The program is an important new step in an already ongoing project focused on the search for extrasolar planets, one in which CATA has had a fair amount of success: their scientists have found more than 20 of the 400 newly discovered planets.

CATA director María Teresa Ruiz highlighted the importance of the project at a time when Chile is making leaps in its astronomical agenda. “Five years ago we had another project, extrasolar and exoplanets weren’t an issue. But today it’s very important and there are people working on this in all the universities in Chile. In addition we have new instruments that can help us study the universe such as telescopes and antennas,” she said.

One such tool in the search for life elsewhere is the Atacama Large Millimeter Array (ALMA), which began operating at the end of last year and is the foremost telescope of its kind in the world. As part of the project CATA will be allocating funds for Chilean astronomers to have access to resources such as ALMA. Ruiz explained that Chilean astronomers would be able to study the chemical makeup of the universe and determine the places that life may be possible or analyze different chemicals that don’t exist on Earth.
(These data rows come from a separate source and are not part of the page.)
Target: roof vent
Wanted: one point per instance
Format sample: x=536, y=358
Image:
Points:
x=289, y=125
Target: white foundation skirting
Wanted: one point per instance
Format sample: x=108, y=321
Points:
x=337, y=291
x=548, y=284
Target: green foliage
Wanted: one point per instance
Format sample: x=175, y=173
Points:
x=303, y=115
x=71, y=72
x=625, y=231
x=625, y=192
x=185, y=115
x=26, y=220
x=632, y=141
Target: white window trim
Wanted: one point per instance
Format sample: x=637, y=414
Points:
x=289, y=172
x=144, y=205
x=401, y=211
She referenced carbon 60 as an example of the kind of pioneering work that could give Chile an important edge in both science and business: a chemical compound discovered in a dying star in the Magellanic Galaxy that was copied and fabricated by scientists. “Today,” she said, “it’s part of many high tech devices.”

CATA is made up of nearly 80% of Chile’s astronomers hailing from its most prestigious universities, including Universidad Católica, Universidad de Chile and Universidad de Concepción.